Scott, that’s an excellent question. You have to keep in mind that we have only had these data for a few days and so forth. I think the data from 306B is supportive of the long-term efficacy of the trial but it raises questions whether you want to use the OHSA-1 score as we have been using it in a two or three month trial over the long term at least with this patient population. Just given the variability that’s involved and the large patient numbers that would be required to do this.
Certainly in another indication, we see clinically meaningful benefit after Week 8 with the OHSA-1 but because of the variability you would need on the order many hundreds of patients to do this and I don’t that’s in the best interest of the patients and so forth. But I also want to add that we don’t necessarily need to study these exact patients. We haven’t looked at the particular demographics in this population and there maybe subgroups that benefit more in which case we could use the OHSA-1 and I am going to ask Dr. Hewitt here to talk about this in a second but there are also some intriguing other endpoints that we just preliminarily begun to explore that perhaps they combine OHSA-a with blood pressure or other sorts of variables that again increase the power.

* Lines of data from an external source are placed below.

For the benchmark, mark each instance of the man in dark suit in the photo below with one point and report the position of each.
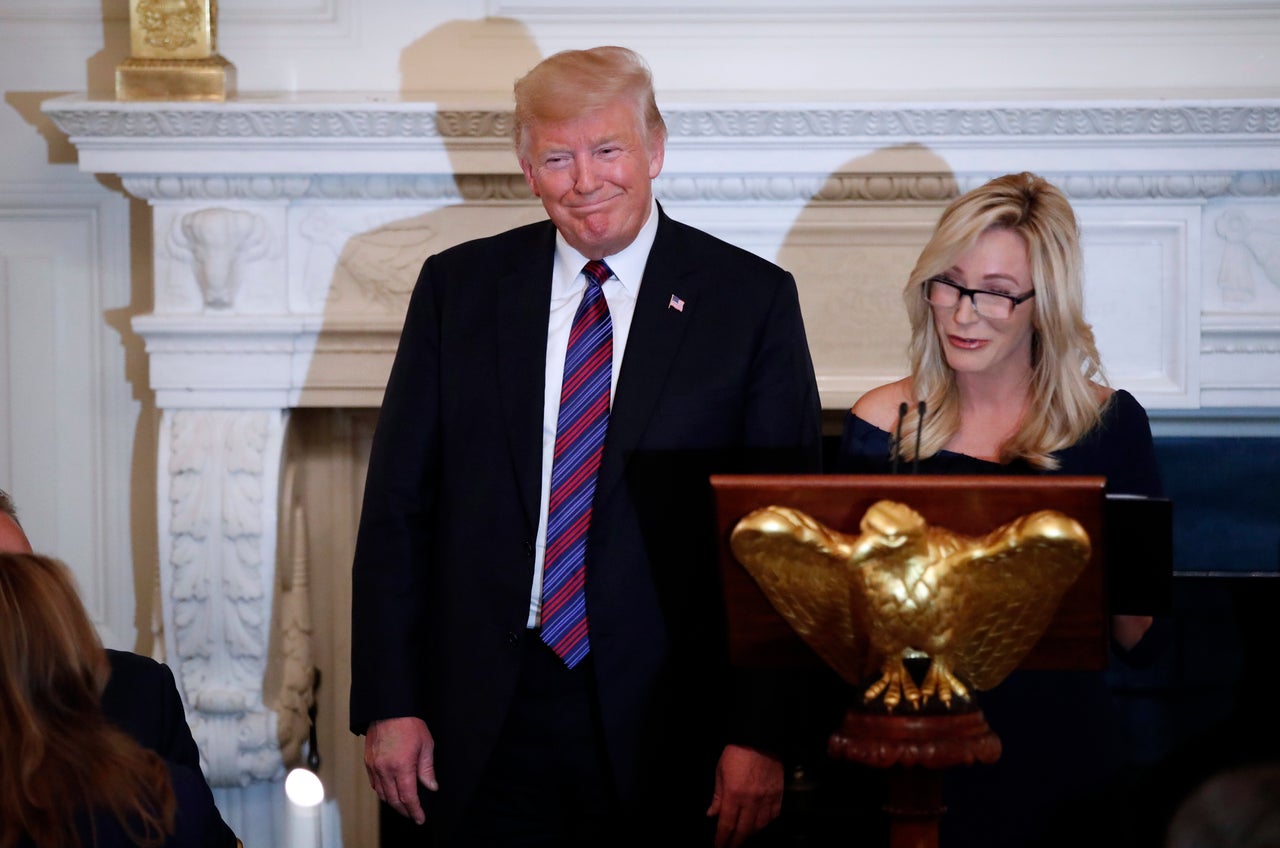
(544, 700)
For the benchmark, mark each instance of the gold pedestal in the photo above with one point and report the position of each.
(213, 78)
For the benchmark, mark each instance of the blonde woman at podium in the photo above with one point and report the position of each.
(1006, 379)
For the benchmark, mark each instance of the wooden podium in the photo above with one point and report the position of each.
(914, 747)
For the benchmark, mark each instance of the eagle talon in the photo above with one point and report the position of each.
(940, 680)
(896, 684)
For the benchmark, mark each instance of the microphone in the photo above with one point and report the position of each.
(897, 438)
(919, 427)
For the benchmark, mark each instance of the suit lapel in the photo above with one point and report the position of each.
(657, 332)
(522, 313)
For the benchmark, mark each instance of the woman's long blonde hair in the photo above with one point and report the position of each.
(59, 756)
(1065, 365)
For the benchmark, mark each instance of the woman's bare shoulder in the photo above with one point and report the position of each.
(880, 406)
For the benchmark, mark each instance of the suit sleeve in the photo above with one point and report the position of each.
(392, 545)
(784, 409)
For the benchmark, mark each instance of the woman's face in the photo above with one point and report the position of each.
(988, 346)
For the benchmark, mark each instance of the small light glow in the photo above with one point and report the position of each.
(304, 788)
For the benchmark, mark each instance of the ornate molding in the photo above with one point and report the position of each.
(835, 188)
(987, 122)
(400, 121)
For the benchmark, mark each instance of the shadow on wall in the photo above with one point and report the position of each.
(1226, 502)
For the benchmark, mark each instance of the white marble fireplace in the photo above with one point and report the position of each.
(287, 232)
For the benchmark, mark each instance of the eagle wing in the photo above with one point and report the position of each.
(1010, 583)
(804, 570)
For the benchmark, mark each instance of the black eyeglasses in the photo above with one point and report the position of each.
(941, 291)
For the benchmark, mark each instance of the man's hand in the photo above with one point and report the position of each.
(748, 794)
(398, 753)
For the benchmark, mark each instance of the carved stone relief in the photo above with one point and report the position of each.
(220, 487)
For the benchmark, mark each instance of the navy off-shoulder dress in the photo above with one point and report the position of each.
(1065, 738)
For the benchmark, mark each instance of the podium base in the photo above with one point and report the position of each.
(914, 751)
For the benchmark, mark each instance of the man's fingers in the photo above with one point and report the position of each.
(406, 792)
(400, 752)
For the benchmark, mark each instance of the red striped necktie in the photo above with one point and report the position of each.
(584, 418)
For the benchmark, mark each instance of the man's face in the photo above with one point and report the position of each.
(594, 176)
(12, 538)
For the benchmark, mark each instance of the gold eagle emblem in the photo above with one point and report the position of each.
(900, 589)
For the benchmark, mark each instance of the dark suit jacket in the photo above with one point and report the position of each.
(444, 555)
(141, 698)
(195, 821)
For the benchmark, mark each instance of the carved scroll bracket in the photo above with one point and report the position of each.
(219, 492)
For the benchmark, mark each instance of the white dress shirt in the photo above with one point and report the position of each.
(567, 288)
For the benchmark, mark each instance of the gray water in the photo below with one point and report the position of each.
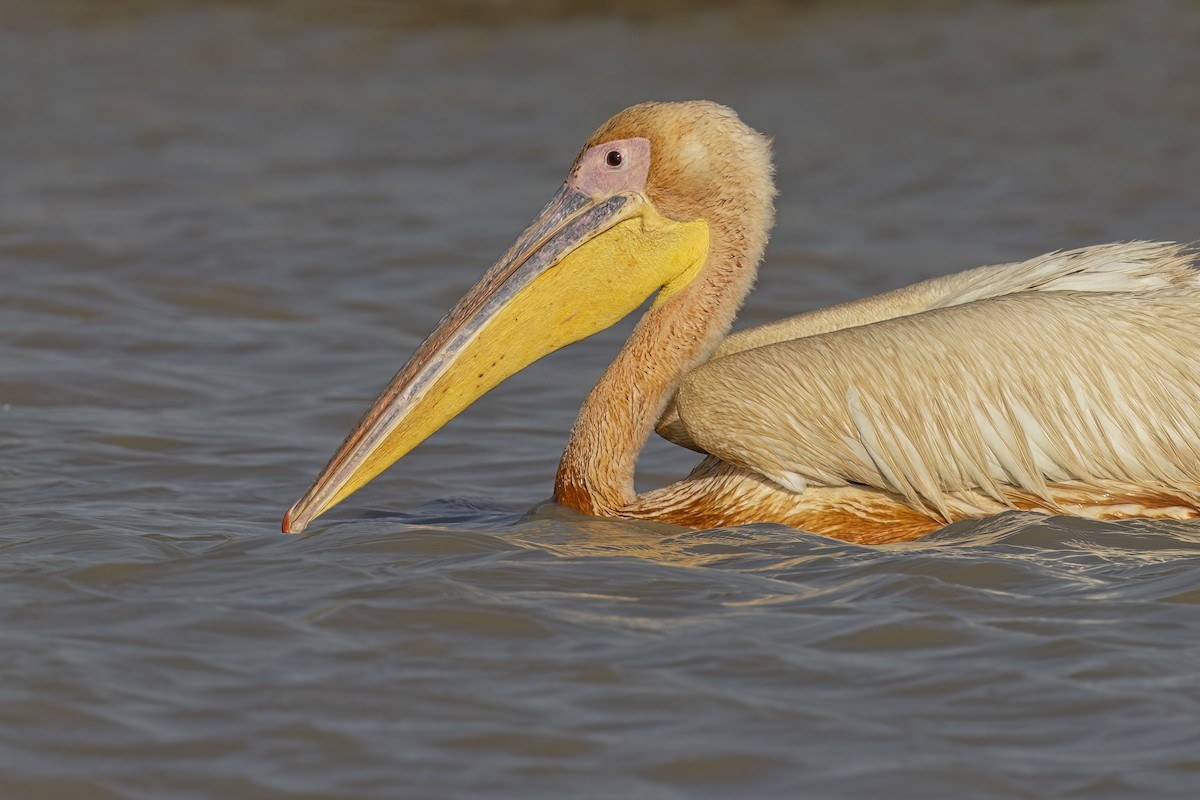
(225, 226)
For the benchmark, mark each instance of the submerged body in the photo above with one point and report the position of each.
(1063, 384)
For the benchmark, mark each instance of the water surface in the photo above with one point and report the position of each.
(223, 227)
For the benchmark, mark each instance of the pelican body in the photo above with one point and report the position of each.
(1065, 384)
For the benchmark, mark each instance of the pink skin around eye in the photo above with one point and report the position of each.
(593, 175)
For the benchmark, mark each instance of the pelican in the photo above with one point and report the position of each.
(1066, 384)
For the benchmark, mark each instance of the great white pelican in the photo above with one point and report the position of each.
(1066, 384)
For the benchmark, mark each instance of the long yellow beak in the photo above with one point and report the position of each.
(594, 253)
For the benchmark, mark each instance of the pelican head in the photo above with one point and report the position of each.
(651, 194)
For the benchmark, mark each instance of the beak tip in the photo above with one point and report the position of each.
(289, 527)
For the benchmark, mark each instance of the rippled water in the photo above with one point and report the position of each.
(222, 228)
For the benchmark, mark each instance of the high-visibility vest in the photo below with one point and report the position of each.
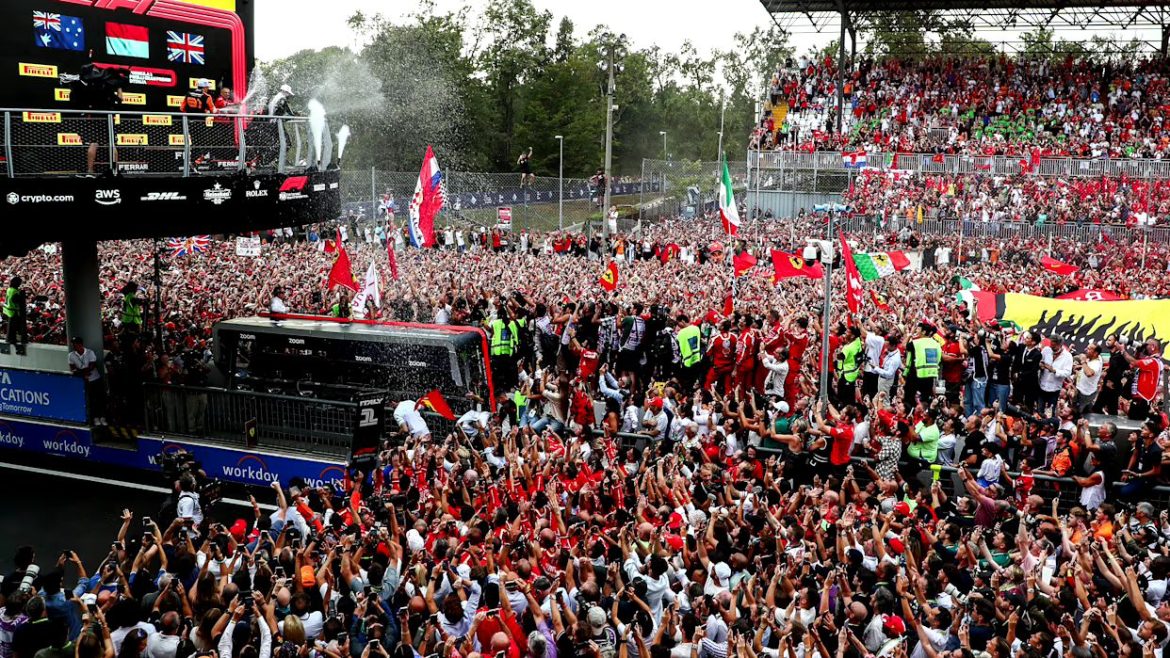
(131, 313)
(9, 302)
(501, 338)
(689, 345)
(851, 368)
(927, 355)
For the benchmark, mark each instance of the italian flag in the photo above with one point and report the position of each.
(880, 265)
(728, 211)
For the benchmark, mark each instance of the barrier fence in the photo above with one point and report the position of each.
(1138, 238)
(38, 143)
(951, 164)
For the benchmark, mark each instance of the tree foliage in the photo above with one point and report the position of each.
(483, 88)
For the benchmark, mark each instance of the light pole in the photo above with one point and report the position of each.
(561, 185)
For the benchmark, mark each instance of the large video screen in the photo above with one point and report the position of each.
(165, 47)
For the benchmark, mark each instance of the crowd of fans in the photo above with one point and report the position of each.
(1003, 199)
(1086, 108)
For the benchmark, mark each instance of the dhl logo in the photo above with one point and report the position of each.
(41, 117)
(36, 70)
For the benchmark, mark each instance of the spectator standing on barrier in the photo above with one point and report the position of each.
(15, 314)
(199, 100)
(1088, 378)
(83, 363)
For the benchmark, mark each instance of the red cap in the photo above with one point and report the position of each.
(893, 625)
(239, 529)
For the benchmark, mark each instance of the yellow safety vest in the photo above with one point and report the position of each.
(927, 355)
(689, 345)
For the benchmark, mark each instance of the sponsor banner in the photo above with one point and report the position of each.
(42, 395)
(247, 467)
(1079, 321)
(38, 70)
(247, 246)
(41, 117)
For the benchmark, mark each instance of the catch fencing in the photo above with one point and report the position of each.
(951, 164)
(476, 198)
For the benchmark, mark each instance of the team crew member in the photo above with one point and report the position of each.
(199, 100)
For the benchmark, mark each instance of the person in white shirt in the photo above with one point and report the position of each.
(1088, 377)
(83, 363)
(408, 419)
(1055, 367)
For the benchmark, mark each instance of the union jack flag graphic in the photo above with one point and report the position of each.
(46, 20)
(185, 47)
(188, 246)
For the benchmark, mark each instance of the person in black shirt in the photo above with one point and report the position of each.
(1113, 383)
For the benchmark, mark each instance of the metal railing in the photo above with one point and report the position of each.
(286, 423)
(961, 164)
(38, 143)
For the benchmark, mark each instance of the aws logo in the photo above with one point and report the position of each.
(329, 475)
(250, 468)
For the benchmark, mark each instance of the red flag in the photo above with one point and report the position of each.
(1057, 267)
(393, 259)
(1089, 295)
(786, 266)
(743, 261)
(608, 280)
(852, 278)
(436, 403)
(342, 273)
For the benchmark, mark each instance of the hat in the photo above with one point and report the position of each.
(596, 618)
(893, 625)
(722, 571)
(239, 529)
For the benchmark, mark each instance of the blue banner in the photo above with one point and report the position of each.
(42, 395)
(221, 463)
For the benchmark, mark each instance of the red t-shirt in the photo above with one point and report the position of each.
(842, 445)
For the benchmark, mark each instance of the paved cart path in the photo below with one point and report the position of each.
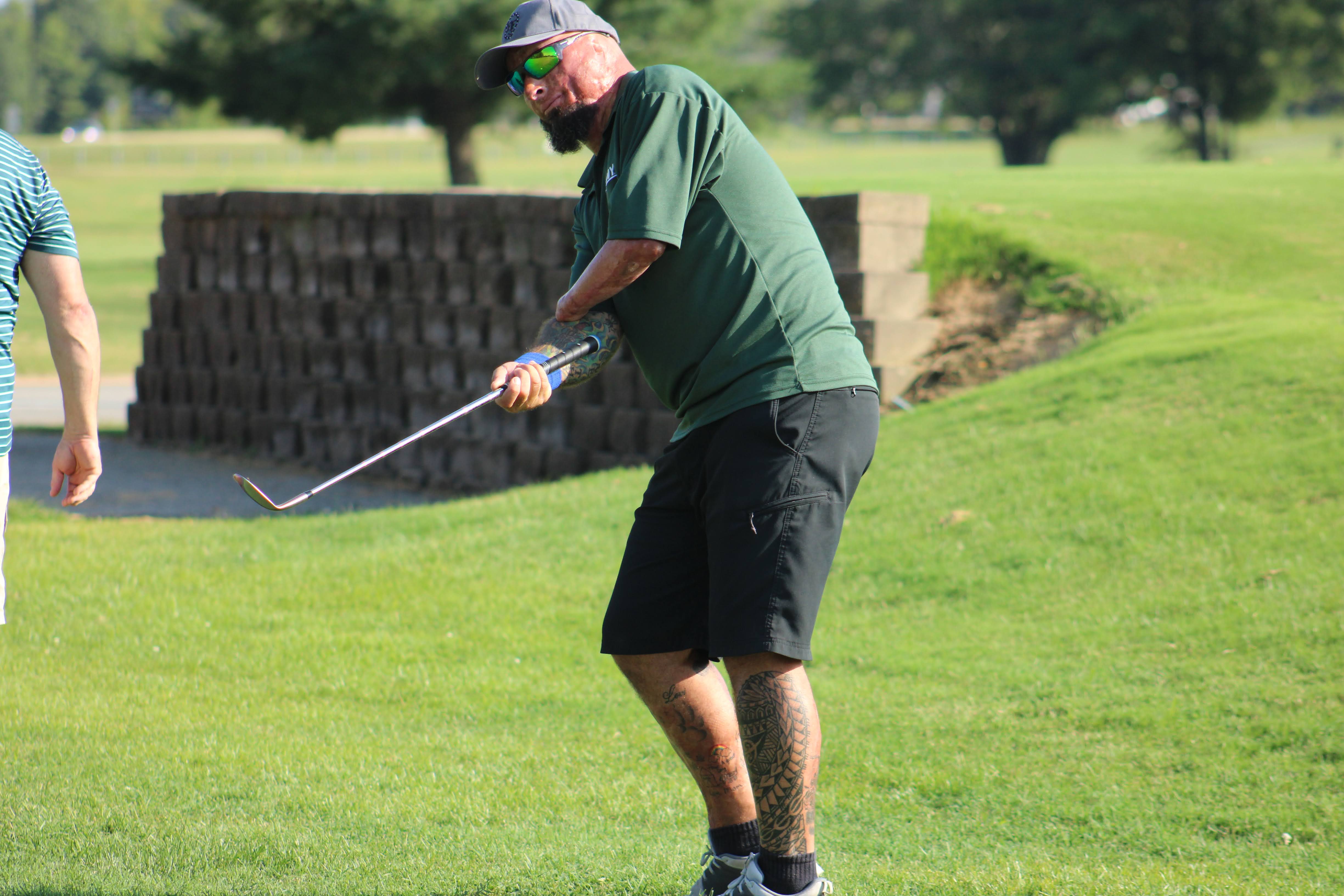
(148, 481)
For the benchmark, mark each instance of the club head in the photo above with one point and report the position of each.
(255, 493)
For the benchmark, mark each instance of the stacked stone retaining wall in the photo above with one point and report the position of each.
(324, 327)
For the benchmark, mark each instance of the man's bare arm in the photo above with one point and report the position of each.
(73, 336)
(619, 264)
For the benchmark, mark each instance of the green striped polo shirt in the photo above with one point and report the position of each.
(32, 217)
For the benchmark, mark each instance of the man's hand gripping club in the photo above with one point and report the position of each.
(617, 265)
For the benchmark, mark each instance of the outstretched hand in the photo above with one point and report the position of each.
(80, 463)
(529, 386)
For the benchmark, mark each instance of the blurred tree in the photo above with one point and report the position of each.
(1226, 60)
(314, 66)
(1034, 66)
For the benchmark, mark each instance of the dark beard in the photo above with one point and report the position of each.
(569, 128)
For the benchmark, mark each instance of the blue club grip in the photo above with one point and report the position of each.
(553, 365)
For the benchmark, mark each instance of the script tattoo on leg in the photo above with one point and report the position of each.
(777, 739)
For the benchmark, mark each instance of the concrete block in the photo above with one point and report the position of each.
(529, 461)
(441, 369)
(282, 276)
(308, 279)
(416, 367)
(502, 332)
(879, 249)
(299, 398)
(363, 403)
(378, 323)
(296, 356)
(491, 284)
(174, 275)
(896, 343)
(562, 461)
(326, 238)
(436, 326)
(420, 240)
(893, 381)
(552, 425)
(392, 408)
(394, 281)
(869, 207)
(173, 351)
(388, 363)
(448, 240)
(427, 281)
(457, 283)
(363, 280)
(315, 442)
(246, 352)
(323, 359)
(272, 362)
(525, 281)
(201, 383)
(205, 272)
(626, 432)
(226, 237)
(240, 312)
(355, 362)
(658, 432)
(386, 238)
(469, 327)
(253, 237)
(285, 440)
(303, 237)
(904, 296)
(333, 403)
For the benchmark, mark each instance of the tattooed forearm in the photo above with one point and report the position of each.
(556, 338)
(777, 739)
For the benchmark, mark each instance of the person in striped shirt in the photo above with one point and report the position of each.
(35, 234)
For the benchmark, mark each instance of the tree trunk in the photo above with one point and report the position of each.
(1023, 146)
(462, 159)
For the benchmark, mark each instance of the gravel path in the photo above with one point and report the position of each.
(148, 481)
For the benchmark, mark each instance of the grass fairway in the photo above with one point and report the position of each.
(1121, 673)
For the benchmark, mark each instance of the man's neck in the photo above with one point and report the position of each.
(605, 107)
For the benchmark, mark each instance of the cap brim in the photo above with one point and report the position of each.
(493, 73)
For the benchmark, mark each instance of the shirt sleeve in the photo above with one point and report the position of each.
(673, 142)
(583, 254)
(52, 229)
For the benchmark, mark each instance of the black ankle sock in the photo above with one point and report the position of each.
(736, 840)
(788, 874)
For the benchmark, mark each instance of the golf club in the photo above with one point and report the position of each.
(573, 354)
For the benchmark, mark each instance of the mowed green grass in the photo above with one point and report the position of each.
(1120, 675)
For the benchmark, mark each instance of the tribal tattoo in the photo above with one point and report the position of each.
(554, 338)
(779, 743)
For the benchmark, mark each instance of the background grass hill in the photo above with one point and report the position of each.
(1085, 632)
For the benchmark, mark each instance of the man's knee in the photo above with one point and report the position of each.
(640, 668)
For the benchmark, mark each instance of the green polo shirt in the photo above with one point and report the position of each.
(744, 307)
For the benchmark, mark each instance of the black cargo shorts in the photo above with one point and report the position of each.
(733, 543)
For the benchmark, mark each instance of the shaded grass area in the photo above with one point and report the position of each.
(1120, 675)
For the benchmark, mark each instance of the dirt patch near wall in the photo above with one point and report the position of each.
(986, 334)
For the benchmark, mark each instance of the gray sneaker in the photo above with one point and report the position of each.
(718, 875)
(752, 883)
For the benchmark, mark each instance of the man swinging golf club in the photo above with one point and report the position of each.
(693, 246)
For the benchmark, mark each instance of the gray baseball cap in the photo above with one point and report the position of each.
(533, 22)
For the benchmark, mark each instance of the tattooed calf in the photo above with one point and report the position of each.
(779, 743)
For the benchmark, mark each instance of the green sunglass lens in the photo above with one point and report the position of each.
(542, 64)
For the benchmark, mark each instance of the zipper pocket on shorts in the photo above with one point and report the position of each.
(784, 504)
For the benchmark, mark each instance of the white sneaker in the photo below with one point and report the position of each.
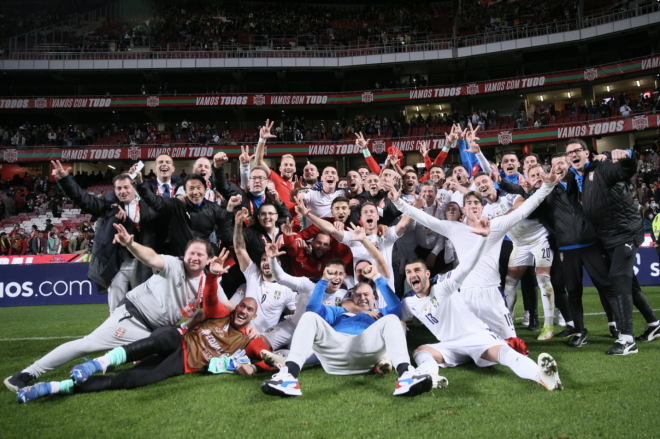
(548, 375)
(439, 382)
(282, 384)
(526, 318)
(272, 359)
(413, 383)
(384, 366)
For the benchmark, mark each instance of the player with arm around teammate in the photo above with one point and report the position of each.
(219, 344)
(349, 344)
(461, 335)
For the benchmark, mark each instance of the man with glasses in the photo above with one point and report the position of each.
(254, 195)
(600, 187)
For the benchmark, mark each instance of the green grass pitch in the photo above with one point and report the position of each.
(617, 397)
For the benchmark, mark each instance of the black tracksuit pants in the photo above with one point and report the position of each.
(626, 290)
(160, 355)
(528, 283)
(593, 259)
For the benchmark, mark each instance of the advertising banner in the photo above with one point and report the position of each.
(243, 100)
(47, 284)
(346, 147)
(647, 268)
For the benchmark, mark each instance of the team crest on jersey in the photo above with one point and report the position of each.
(134, 153)
(119, 333)
(378, 147)
(590, 74)
(222, 332)
(640, 123)
(11, 155)
(505, 137)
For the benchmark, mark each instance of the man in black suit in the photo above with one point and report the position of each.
(112, 267)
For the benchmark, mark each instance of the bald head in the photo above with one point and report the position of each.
(245, 312)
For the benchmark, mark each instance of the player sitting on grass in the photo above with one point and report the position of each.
(349, 344)
(171, 351)
(461, 335)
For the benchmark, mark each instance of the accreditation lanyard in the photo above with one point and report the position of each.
(190, 309)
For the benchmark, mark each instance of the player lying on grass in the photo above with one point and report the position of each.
(349, 344)
(161, 301)
(218, 344)
(461, 335)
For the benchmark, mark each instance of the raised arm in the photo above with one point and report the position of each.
(143, 254)
(67, 183)
(364, 146)
(360, 235)
(239, 241)
(323, 225)
(292, 282)
(219, 178)
(393, 302)
(530, 205)
(264, 135)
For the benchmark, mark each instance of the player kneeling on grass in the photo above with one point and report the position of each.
(349, 344)
(218, 344)
(462, 335)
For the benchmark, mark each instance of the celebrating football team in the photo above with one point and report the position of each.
(278, 272)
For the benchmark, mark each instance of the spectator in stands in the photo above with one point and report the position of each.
(18, 245)
(38, 244)
(5, 244)
(54, 244)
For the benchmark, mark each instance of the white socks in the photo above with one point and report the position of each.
(426, 363)
(522, 366)
(547, 297)
(510, 292)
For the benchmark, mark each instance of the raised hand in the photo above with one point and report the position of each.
(273, 252)
(393, 193)
(552, 177)
(58, 170)
(423, 150)
(264, 132)
(242, 214)
(419, 202)
(329, 273)
(121, 215)
(299, 184)
(220, 159)
(300, 206)
(370, 272)
(481, 226)
(122, 237)
(218, 263)
(619, 154)
(358, 233)
(234, 202)
(245, 156)
(287, 228)
(361, 142)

I think the name of the game here in NOH is to recognize the variability inherent in this patient population upfront and now that we have a 225 patient database which is by far in a way the largest ever assembled in the world, I think we are going to have the capability to really explore that for various options. I am really encouraged by subpopulation of patients that have the 25% and 50% improvements from baseline over the three or four increases in the improvements in the OHSA-1 from baseline.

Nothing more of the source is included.